"A narrativa no Brasil apresenta os lusitanos como povo que veio para explorar e depois se foi embora"

“A narrativa dominante no Brasil apresenta os lusitanos como povo estrangeiro que veio para explorar e depois se foi embora”

Foi logo em 1822 que o Brasil começou a negar a origem portuguesa para se justificar como país ou esse afastamento foi sobretudo obra da república, para minimizar a era imperial sob a égide dos Bragança?

O afastamento começa em 1822, ainda antes da declaração da independência, quando os portugueses do Brasil, com D. Pedro e José Bonifácio à cabeça, procederam à inversão de sentido com que justificaram a separação. Aqueles mesmos que tinham sido até aí os maiores expoentes do antigo regime, apresentaram-se como vítimas da “tyrania portugueza”, inaugurando assim – como escreveu Eduardo Lourenço – “o discurso ressentido de uma nação sem pai”. Logo na primeira metade do século XIX, os liberais brasileiros, na Oposição, começaram também a criticar “os males que vinham do passado” – absolutismo monárquico, centralização política, escravatura… Desta forma, o passado herdado pela independência deixou de ser considerado herança benigna – como defendia Varnhagen, pai da historiografia brasileira – para se transformar num pesado fardo. A partir de 1889, a república agravou tudo – sobretudo no período jacobino, quando os portugueses passaram de parentes próximos a inimigos. Num contexto de intensa disputa pelo mercado de trabalho, em que os imigrantes ocupavam o lugar dos escravos, os lusitanos foram apontados como culpados de todos os males imputados à monarquia. Em mensagem ao presidente Floriano Peixoto, que cortou relações com Portugal, o clube dos jacobinos de São Paulo prometia combater os estrangeiros “especialmente os portugueses, raça inferior, povo refratário ao progresso, nosso inimigo de todas as épocas, causador de todos os nossos males e do nosso atraso!” Foi a república aliás, que – 100 anos depois da independência – criou Tiradentes. Ele tinha a seu favor a data de nascimento – 21 de abril, convenientemente um dia antes do aniversário da chegada de Cabral, que se queria apagar.

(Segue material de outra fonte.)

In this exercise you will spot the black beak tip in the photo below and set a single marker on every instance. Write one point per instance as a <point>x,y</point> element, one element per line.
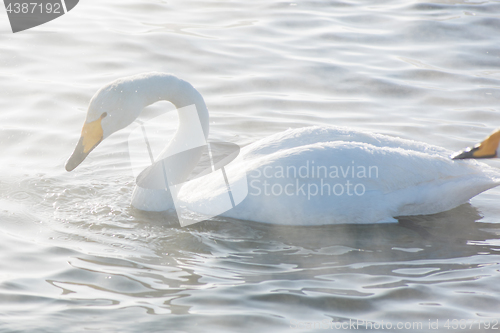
<point>464,154</point>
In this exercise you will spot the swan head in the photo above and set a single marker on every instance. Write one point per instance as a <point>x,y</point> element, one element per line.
<point>489,148</point>
<point>113,107</point>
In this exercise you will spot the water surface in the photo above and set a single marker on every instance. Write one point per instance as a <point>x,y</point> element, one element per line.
<point>76,257</point>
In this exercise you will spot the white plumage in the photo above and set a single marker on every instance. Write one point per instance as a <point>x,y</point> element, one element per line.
<point>352,176</point>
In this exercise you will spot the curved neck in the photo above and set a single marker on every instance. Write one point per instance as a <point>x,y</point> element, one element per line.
<point>193,128</point>
<point>154,87</point>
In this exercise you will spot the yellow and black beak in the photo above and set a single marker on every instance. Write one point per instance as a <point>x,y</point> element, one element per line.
<point>486,149</point>
<point>92,135</point>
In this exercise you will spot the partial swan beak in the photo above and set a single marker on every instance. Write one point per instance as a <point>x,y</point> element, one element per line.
<point>92,135</point>
<point>486,149</point>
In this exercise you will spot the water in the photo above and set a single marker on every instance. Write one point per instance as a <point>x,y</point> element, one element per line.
<point>76,257</point>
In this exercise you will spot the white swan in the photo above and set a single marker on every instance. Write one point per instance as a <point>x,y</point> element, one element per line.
<point>348,176</point>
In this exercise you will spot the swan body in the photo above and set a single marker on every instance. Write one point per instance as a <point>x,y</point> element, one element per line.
<point>305,176</point>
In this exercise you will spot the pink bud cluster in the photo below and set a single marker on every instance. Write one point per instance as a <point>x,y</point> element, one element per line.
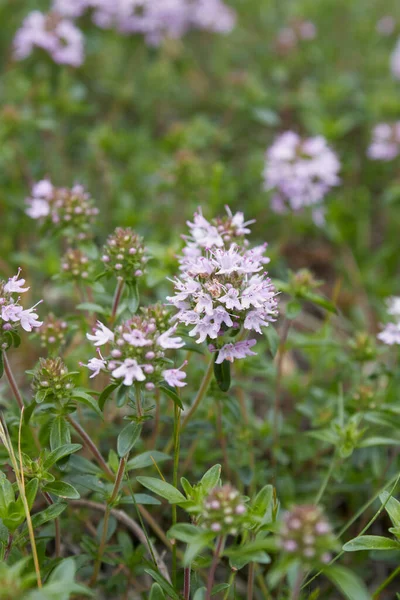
<point>224,511</point>
<point>300,172</point>
<point>307,535</point>
<point>391,332</point>
<point>137,350</point>
<point>223,290</point>
<point>124,254</point>
<point>385,144</point>
<point>12,313</point>
<point>54,34</point>
<point>62,208</point>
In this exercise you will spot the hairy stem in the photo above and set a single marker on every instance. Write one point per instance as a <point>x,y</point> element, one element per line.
<point>103,541</point>
<point>213,568</point>
<point>116,300</point>
<point>90,445</point>
<point>11,380</point>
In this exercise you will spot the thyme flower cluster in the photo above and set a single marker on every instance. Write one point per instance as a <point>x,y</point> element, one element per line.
<point>300,172</point>
<point>391,332</point>
<point>124,254</point>
<point>62,207</point>
<point>223,511</point>
<point>57,34</point>
<point>306,534</point>
<point>137,350</point>
<point>223,290</point>
<point>12,313</point>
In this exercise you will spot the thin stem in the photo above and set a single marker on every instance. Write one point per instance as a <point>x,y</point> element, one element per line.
<point>9,546</point>
<point>279,364</point>
<point>201,392</point>
<point>186,583</point>
<point>385,583</point>
<point>90,445</point>
<point>126,520</point>
<point>11,380</point>
<point>250,582</point>
<point>103,541</point>
<point>213,568</point>
<point>326,479</point>
<point>56,527</point>
<point>177,419</point>
<point>116,300</point>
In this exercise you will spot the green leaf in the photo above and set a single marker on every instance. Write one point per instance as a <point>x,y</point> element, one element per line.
<point>146,459</point>
<point>84,398</point>
<point>60,434</point>
<point>347,582</point>
<point>222,374</point>
<point>163,583</point>
<point>293,309</point>
<point>31,489</point>
<point>106,393</point>
<point>392,507</point>
<point>184,532</point>
<point>371,542</point>
<point>163,489</point>
<point>128,438</point>
<point>171,393</point>
<point>156,592</point>
<point>62,489</point>
<point>59,453</point>
<point>211,478</point>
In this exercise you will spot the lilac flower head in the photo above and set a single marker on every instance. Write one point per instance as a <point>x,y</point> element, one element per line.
<point>306,534</point>
<point>12,314</point>
<point>385,144</point>
<point>53,33</point>
<point>70,210</point>
<point>390,334</point>
<point>137,349</point>
<point>222,288</point>
<point>300,171</point>
<point>224,511</point>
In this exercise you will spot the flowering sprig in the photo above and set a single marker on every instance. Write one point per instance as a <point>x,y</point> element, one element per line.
<point>69,210</point>
<point>223,289</point>
<point>306,535</point>
<point>124,255</point>
<point>137,350</point>
<point>12,313</point>
<point>391,332</point>
<point>300,172</point>
<point>53,33</point>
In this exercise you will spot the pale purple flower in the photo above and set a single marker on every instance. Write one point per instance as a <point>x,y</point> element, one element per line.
<point>299,171</point>
<point>385,144</point>
<point>15,285</point>
<point>130,371</point>
<point>175,377</point>
<point>54,34</point>
<point>96,365</point>
<point>101,335</point>
<point>386,25</point>
<point>235,351</point>
<point>395,61</point>
<point>168,340</point>
<point>29,319</point>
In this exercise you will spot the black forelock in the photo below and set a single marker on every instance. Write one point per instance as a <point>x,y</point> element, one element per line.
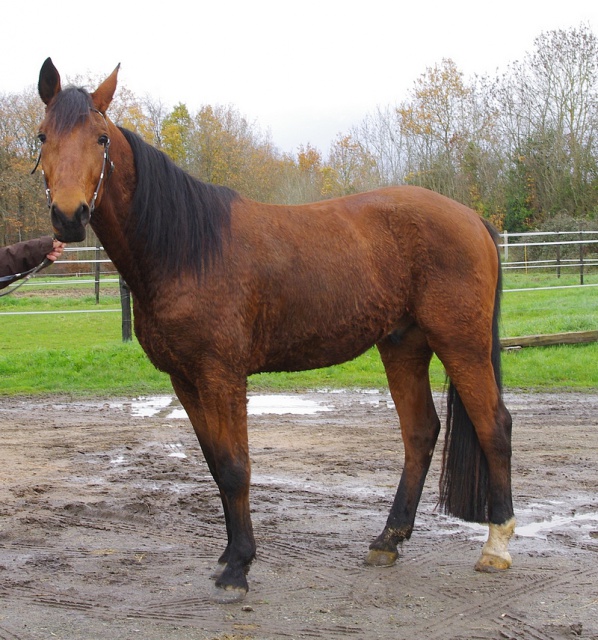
<point>69,108</point>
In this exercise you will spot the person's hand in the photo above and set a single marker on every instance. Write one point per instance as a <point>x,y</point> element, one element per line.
<point>57,249</point>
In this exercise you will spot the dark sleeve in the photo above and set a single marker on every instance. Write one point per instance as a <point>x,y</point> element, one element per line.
<point>23,256</point>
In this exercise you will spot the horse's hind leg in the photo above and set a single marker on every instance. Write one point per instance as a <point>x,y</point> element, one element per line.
<point>479,492</point>
<point>406,361</point>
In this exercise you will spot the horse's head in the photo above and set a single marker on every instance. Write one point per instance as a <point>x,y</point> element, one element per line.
<point>75,141</point>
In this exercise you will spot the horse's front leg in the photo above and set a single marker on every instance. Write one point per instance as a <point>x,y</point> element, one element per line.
<point>218,412</point>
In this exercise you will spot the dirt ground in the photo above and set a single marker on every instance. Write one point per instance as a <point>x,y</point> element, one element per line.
<point>110,526</point>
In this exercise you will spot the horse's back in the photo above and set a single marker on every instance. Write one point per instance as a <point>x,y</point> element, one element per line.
<point>328,280</point>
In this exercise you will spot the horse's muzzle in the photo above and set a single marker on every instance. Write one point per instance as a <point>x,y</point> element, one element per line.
<point>70,228</point>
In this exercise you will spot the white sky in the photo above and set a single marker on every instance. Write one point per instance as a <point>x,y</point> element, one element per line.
<point>303,71</point>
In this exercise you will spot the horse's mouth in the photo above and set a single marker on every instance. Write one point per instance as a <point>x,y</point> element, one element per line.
<point>70,229</point>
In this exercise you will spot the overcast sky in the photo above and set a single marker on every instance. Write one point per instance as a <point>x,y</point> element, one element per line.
<point>303,71</point>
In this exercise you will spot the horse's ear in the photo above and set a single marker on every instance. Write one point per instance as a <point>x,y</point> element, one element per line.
<point>102,96</point>
<point>49,81</point>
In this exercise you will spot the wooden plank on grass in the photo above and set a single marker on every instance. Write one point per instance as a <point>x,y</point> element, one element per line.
<point>571,337</point>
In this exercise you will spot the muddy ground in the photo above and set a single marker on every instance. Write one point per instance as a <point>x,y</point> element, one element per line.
<point>110,526</point>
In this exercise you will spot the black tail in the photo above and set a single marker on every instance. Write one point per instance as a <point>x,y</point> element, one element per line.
<point>464,479</point>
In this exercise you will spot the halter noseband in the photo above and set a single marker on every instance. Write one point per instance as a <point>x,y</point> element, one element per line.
<point>105,161</point>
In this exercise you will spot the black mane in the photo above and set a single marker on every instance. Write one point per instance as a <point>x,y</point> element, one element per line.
<point>176,217</point>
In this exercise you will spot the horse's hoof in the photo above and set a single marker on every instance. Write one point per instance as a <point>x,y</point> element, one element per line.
<point>491,563</point>
<point>227,595</point>
<point>220,567</point>
<point>379,558</point>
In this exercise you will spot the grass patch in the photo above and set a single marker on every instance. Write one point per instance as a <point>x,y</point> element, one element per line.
<point>82,353</point>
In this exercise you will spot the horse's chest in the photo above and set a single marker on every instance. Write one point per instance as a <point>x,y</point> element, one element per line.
<point>157,342</point>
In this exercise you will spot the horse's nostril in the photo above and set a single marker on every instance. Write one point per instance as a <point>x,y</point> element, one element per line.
<point>82,214</point>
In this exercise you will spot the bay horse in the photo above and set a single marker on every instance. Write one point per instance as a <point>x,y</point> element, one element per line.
<point>224,287</point>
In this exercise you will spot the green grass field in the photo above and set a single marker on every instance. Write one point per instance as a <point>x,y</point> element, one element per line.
<point>82,353</point>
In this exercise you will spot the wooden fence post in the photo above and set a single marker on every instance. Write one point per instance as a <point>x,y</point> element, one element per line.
<point>125,303</point>
<point>97,272</point>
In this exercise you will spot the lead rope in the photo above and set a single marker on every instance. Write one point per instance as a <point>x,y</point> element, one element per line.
<point>25,275</point>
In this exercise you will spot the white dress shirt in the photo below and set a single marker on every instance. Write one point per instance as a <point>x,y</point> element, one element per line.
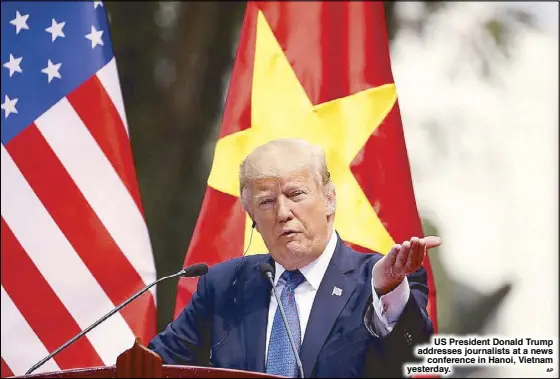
<point>387,308</point>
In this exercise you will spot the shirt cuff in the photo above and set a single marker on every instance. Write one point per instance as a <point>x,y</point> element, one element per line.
<point>387,308</point>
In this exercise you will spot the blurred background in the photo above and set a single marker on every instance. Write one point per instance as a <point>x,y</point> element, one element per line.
<point>478,92</point>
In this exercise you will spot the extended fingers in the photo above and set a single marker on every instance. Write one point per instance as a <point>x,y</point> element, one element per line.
<point>415,250</point>
<point>402,257</point>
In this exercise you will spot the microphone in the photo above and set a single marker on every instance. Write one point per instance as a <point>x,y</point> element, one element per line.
<point>267,270</point>
<point>187,272</point>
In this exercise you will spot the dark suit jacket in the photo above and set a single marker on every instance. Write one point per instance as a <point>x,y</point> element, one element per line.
<point>225,323</point>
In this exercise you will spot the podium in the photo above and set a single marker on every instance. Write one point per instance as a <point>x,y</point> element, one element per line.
<point>139,362</point>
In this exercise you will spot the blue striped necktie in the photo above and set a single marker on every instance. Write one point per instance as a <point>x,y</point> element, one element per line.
<point>280,359</point>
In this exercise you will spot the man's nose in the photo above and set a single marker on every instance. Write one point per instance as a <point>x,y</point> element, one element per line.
<point>284,210</point>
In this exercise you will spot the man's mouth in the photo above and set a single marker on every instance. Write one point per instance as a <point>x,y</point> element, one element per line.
<point>288,233</point>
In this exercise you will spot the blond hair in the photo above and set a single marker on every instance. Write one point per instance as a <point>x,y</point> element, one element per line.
<point>297,152</point>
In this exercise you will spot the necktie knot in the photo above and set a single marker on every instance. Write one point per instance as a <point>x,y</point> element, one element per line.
<point>293,278</point>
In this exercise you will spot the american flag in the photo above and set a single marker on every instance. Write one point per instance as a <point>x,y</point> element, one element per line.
<point>75,242</point>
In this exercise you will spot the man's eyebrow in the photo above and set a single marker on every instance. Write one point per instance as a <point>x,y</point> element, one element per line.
<point>262,194</point>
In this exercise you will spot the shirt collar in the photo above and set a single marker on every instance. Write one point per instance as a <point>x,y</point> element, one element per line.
<point>315,271</point>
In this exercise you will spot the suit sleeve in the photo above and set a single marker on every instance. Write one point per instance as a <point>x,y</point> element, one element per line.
<point>412,327</point>
<point>185,341</point>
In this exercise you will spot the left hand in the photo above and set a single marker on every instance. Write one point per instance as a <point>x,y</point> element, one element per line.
<point>402,260</point>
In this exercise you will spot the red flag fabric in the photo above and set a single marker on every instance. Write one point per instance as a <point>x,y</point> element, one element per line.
<point>329,59</point>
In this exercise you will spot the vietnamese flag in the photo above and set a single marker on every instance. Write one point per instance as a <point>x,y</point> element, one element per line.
<point>319,71</point>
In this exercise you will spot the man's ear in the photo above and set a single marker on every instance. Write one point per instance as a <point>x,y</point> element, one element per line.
<point>331,202</point>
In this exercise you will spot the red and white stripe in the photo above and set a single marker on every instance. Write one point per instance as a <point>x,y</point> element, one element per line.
<point>74,240</point>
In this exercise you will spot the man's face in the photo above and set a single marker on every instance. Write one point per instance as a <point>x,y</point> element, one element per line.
<point>291,213</point>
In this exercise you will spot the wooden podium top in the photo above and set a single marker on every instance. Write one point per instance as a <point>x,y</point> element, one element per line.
<point>140,362</point>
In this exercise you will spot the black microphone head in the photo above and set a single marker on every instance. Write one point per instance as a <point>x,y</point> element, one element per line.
<point>194,270</point>
<point>266,268</point>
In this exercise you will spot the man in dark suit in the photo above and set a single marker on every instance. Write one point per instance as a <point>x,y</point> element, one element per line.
<point>350,314</point>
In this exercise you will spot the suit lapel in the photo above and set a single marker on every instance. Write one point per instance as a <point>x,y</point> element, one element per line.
<point>327,306</point>
<point>254,307</point>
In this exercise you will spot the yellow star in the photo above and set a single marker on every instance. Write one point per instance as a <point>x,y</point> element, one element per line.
<point>281,109</point>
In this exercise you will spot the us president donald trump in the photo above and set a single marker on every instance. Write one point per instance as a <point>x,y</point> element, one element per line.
<point>351,314</point>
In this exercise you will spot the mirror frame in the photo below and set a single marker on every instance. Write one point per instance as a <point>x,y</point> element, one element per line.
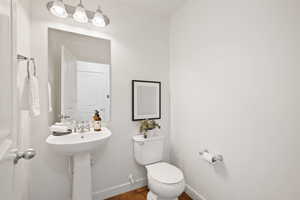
<point>133,99</point>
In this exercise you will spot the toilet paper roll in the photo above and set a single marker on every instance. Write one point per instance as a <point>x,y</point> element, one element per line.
<point>208,157</point>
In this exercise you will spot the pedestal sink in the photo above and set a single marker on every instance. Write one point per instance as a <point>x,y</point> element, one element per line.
<point>79,146</point>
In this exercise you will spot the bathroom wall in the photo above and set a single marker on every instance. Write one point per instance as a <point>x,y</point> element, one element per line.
<point>23,31</point>
<point>235,91</point>
<point>139,50</point>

Esse estranhamento, como afirma no título do livro, é evidente hoje no dia a dia para um português que viva no Brasil?

Para um português que aqui viva e observe, é patente o pouco conhecimento e a desvalorização do passado, a ponto de muitos brasileiros nem sequer associarem a língua que falam ao país que somos. Portugal é uma vaga, distante e remota referência, sobre a qual se aprendeu alguma coisa na escola, mas não é associado à identidade nacional, já que a narrativa dominante tende a apresentar os lusitanos como povo estrangeiro que veio para explorar e depois, empurrado, se foi embora: “Levou o ouro e deixou as pedras”. Como se os brasileiros não fossem produto da metamorfose dos colonos que aqui assentaram arraiais e fizeram o Brasil. É como se o inegável elo histórico que liga os dois países tivesse sido apagado da memória nacional. Hoje em dia, não há xenofobia antiportuguesa – eu não falo isso nem na tese nem no livro: os brasileiros são simpáticos e cordiais no trato; mas há, em geral, grande desconhecimento e rejeição da herança, que o anedotário anti-português promoveu e promove.